The overall HRU and economic burden for DME treated with anti-VEGF were higher than for DM without retinopathy or for nAMD treated with anti-VEGF. Meanwhile, the lower number of licensed anti-VEGF injections compared with nAMD may reflect a potential lack of ophthalmological treatment for DME supported by the NHI in Korea.
通过与以下两类患者进行比较,研究韩国接受抗血管内皮生长因子(抗VEGF)治疗的糖尿病性黄斑水肿(DME)患者的医疗资源利用(HRU)情况及直接医疗费用:(1)无视网膜病变的糖尿病(DM)患者;(2)接受抗VEGF治疗的新生血管性年龄相关性黄斑变性(nAMD)患者。
回顾性队列研究。
韩国国民健康保险(NHI)2014年1月1日至2016年12月31日的数据库。
我们纳入了1398例年龄大于30岁、于2015年接受DME抗VEGF治疗的患者,排除了2015年诊断为nAMD及前一年患有任何癌症的患者。
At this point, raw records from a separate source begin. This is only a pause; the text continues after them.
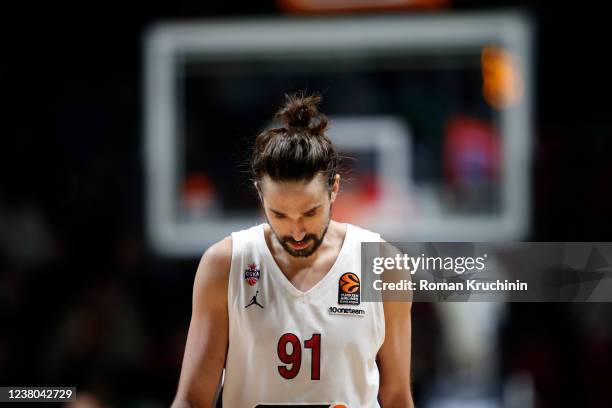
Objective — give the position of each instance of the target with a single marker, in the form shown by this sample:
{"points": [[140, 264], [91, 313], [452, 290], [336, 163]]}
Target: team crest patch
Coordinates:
{"points": [[252, 274], [348, 289]]}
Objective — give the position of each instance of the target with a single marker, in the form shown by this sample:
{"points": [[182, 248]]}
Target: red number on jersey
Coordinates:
{"points": [[295, 357]]}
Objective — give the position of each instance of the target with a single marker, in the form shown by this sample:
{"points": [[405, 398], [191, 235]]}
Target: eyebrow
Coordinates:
{"points": [[305, 212]]}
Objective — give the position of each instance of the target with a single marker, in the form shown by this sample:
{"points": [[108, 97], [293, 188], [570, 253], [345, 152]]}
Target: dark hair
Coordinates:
{"points": [[299, 149]]}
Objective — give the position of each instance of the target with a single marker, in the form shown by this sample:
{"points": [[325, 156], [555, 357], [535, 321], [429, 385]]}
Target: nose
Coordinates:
{"points": [[298, 232]]}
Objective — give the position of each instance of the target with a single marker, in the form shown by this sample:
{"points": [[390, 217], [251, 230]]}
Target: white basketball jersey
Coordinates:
{"points": [[286, 347]]}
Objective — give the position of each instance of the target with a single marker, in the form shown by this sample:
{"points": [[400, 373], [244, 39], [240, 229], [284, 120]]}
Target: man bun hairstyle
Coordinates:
{"points": [[299, 149]]}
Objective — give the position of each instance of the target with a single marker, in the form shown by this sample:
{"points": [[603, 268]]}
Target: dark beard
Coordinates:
{"points": [[306, 252]]}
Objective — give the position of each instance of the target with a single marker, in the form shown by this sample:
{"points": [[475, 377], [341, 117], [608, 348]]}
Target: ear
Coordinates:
{"points": [[335, 188], [258, 189]]}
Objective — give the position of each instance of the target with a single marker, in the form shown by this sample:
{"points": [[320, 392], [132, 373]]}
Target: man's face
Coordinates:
{"points": [[298, 212]]}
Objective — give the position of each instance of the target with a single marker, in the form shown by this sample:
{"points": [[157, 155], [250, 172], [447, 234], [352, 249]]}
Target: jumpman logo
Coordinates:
{"points": [[254, 301]]}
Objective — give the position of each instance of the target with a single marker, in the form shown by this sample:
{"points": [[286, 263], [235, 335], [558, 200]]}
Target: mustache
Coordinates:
{"points": [[309, 237]]}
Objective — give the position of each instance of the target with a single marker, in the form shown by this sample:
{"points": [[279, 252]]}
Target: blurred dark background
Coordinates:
{"points": [[83, 299]]}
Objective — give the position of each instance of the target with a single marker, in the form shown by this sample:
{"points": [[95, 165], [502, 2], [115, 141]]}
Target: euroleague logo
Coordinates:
{"points": [[348, 289], [252, 274]]}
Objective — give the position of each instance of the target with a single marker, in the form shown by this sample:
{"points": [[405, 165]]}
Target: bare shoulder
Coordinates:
{"points": [[213, 270]]}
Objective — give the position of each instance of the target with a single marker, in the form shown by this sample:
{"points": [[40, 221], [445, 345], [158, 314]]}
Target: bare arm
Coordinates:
{"points": [[207, 340], [394, 357]]}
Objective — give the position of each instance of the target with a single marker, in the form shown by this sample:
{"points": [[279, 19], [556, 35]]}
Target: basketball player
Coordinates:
{"points": [[277, 305]]}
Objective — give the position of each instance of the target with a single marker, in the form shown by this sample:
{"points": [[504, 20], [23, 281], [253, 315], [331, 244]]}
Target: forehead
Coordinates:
{"points": [[293, 195]]}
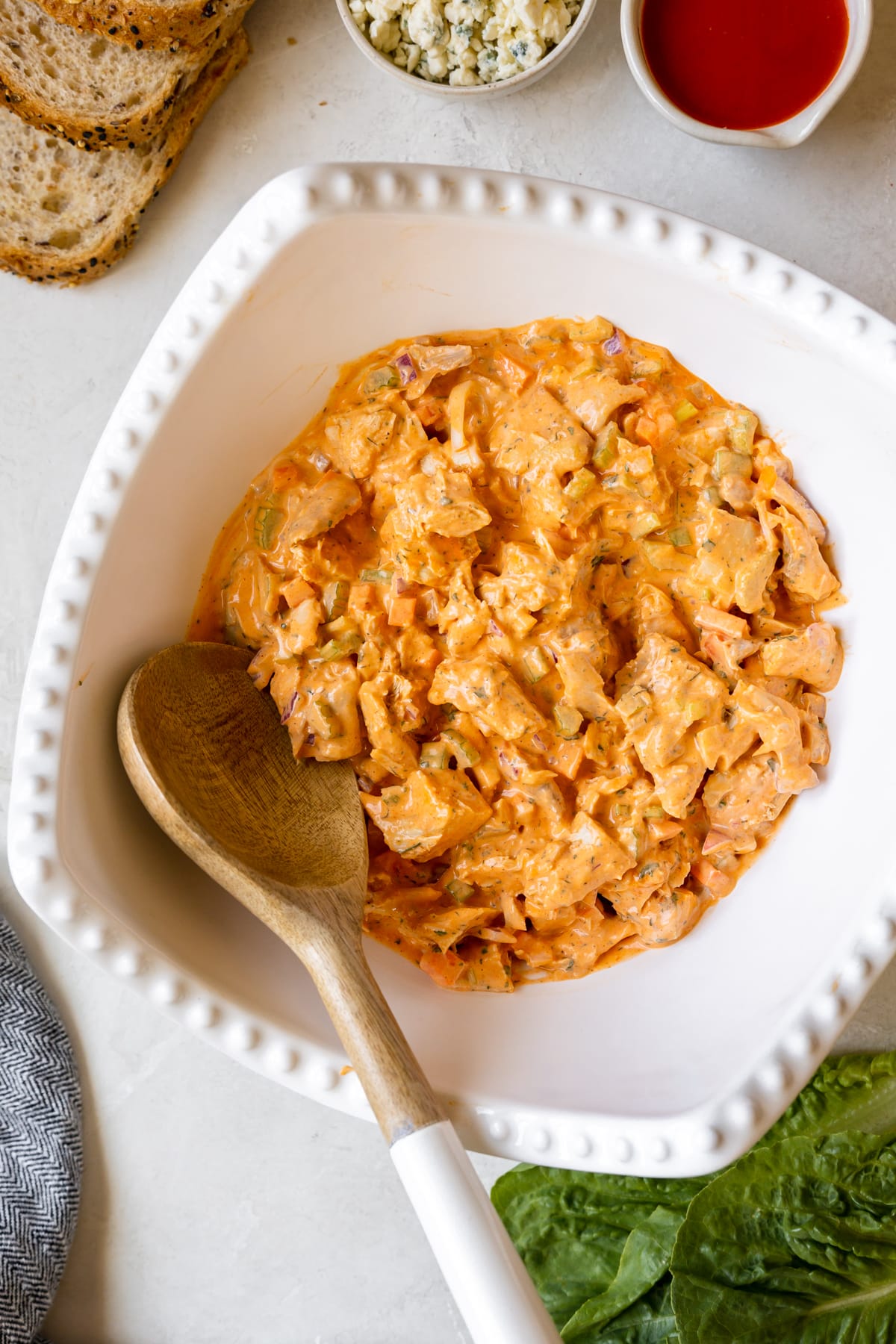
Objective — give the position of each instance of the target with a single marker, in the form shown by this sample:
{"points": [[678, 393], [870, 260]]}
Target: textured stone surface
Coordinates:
{"points": [[188, 1230]]}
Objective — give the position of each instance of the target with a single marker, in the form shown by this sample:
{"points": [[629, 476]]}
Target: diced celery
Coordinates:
{"points": [[645, 367], [335, 600], [464, 750], [731, 464], [340, 648], [536, 665], [267, 523], [332, 727], [581, 484], [567, 719], [644, 524], [381, 378], [435, 756], [460, 890], [743, 430], [605, 447]]}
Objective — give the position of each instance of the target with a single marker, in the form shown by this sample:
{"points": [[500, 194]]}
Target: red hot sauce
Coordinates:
{"points": [[743, 63]]}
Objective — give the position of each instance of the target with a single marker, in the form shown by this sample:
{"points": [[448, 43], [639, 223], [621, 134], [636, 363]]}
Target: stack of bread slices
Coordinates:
{"points": [[99, 100]]}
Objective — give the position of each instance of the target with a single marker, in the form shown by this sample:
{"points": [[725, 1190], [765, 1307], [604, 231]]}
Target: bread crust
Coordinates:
{"points": [[143, 23], [134, 128], [70, 268]]}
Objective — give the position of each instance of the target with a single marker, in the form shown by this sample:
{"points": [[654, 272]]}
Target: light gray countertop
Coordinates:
{"points": [[218, 1207]]}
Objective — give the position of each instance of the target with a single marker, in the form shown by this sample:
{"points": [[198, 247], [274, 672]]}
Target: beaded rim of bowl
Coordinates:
{"points": [[691, 1142]]}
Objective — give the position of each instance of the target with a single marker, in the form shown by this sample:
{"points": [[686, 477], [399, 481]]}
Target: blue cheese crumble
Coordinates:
{"points": [[464, 42]]}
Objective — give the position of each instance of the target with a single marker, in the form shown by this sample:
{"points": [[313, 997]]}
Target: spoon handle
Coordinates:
{"points": [[488, 1280], [487, 1277]]}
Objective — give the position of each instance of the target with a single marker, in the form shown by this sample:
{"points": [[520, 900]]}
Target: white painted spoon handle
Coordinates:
{"points": [[494, 1295]]}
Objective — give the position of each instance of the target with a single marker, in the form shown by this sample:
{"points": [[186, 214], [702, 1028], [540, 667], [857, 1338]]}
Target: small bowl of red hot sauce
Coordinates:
{"points": [[746, 72]]}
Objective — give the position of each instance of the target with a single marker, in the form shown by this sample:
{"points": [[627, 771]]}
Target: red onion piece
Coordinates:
{"points": [[406, 370]]}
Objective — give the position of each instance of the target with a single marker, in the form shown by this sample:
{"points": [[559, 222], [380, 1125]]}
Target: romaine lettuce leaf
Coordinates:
{"points": [[794, 1243], [590, 1241]]}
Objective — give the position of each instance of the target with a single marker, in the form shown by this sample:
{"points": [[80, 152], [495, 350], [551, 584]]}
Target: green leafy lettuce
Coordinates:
{"points": [[794, 1243], [608, 1253]]}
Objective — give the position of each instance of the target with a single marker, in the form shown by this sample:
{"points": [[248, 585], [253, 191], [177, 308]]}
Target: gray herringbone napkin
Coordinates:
{"points": [[40, 1145]]}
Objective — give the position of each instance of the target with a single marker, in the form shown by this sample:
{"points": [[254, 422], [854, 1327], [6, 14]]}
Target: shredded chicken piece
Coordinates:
{"points": [[559, 604]]}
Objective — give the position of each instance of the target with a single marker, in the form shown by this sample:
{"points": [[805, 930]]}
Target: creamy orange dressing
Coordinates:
{"points": [[558, 603]]}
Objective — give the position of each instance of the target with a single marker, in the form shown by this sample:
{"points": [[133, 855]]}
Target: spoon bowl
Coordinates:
{"points": [[208, 759], [223, 771]]}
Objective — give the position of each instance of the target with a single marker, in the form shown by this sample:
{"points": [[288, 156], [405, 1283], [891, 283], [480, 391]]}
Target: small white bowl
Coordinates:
{"points": [[524, 80], [782, 136]]}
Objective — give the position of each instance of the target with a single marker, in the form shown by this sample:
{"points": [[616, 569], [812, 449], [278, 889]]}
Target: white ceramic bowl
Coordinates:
{"points": [[672, 1062], [786, 134], [414, 84]]}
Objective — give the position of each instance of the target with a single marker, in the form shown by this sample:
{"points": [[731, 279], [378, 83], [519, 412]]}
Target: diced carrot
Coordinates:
{"points": [[430, 410], [647, 429], [514, 374], [445, 968], [567, 759], [297, 591], [719, 883], [361, 597], [660, 831], [723, 623], [402, 611]]}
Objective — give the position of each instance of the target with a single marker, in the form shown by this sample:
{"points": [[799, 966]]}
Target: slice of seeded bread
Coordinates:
{"points": [[87, 89], [146, 23], [67, 215]]}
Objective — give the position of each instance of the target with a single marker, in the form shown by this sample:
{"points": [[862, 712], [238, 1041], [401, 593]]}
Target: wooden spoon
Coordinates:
{"points": [[213, 765]]}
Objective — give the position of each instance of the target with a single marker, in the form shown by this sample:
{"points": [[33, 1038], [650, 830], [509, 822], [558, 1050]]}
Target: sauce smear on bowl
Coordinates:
{"points": [[743, 63]]}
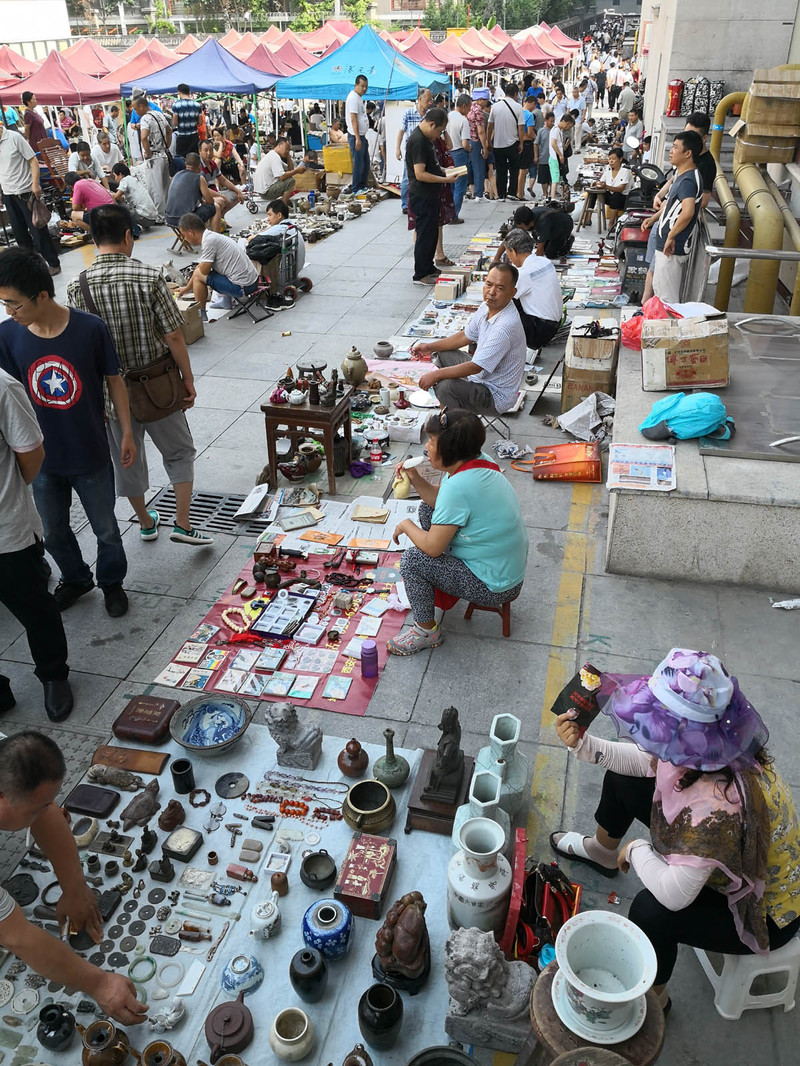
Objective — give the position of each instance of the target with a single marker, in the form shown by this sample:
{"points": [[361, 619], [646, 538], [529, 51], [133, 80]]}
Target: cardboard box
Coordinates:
{"points": [[580, 376], [336, 157], [685, 353], [192, 327], [589, 348]]}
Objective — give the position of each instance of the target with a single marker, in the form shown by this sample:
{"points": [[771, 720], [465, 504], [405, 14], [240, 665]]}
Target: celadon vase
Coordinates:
{"points": [[479, 878]]}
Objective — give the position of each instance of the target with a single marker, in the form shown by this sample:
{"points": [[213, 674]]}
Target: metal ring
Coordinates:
{"points": [[176, 964], [195, 794], [139, 962]]}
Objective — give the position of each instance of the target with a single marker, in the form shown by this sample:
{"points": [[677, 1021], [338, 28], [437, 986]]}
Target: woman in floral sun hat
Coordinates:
{"points": [[721, 870]]}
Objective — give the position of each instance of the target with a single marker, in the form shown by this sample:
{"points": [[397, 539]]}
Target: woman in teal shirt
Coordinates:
{"points": [[470, 543]]}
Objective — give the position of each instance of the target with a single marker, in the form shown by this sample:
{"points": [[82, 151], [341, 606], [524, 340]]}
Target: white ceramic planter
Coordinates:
{"points": [[479, 878], [606, 966]]}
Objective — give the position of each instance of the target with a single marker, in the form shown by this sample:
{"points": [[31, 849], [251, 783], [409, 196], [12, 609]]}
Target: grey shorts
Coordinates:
{"points": [[173, 438], [460, 391]]}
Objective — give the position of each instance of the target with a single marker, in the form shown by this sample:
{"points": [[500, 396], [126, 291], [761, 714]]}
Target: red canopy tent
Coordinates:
{"points": [[244, 46], [188, 45], [419, 48], [560, 38], [17, 65], [58, 82], [146, 62], [91, 58], [264, 59]]}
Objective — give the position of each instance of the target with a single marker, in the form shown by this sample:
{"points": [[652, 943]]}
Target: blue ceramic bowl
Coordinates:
{"points": [[210, 725]]}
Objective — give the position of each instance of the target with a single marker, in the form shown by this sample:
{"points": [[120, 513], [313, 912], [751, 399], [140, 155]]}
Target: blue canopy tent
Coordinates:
{"points": [[210, 69], [390, 75]]}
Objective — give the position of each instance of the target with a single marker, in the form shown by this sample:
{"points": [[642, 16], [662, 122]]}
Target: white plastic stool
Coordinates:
{"points": [[733, 984]]}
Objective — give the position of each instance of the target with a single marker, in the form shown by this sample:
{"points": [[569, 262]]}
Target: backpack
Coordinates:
{"points": [[682, 416]]}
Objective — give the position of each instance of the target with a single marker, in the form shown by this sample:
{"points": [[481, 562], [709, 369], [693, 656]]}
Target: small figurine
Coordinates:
{"points": [[142, 807], [102, 774], [171, 817], [299, 746]]}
接受抗VEGF治疗的DME患者的一年医疗资源使用情况及直接医疗费用。
共确定了1398例接受抗VEGF治疗的DME患者、12813例无视网膜病变的DM患者以及12222例接受抗VEGF治疗的nAMD患者。DME患者的住院次数和门诊就诊次数最多,而DME患者的抗VEGF注射剂使用量约为nAMD患者的一半(每年每位患者2.1次 vs 3.9次)。DME患者的平均一年医疗费用(6723美元)也高于无视网膜病变的DM患者(2687美元)和nAMD患者(4980美元)。在匹配队列的多变量分析中,与nAMD相比,DME患者的合并症医疗费用高66%(调整后比值比(aOR),1.66;95%置信区间1.45至1.90),抗VEGF注射剂使用量低50%(aOR,0.50;95%置信区间0.46至0.54)。
抗VEGF治疗的DME患者的总体医疗资源利用和经济负担高于无视网膜病变的DM患者或抗VEGF治疗的nAMD患者。同时,与nAMD相比,DME患者的抗VEGF注射剂使用量较低,这可能反映出韩国国民健康保险对DME眼科治疗的支持可能不足。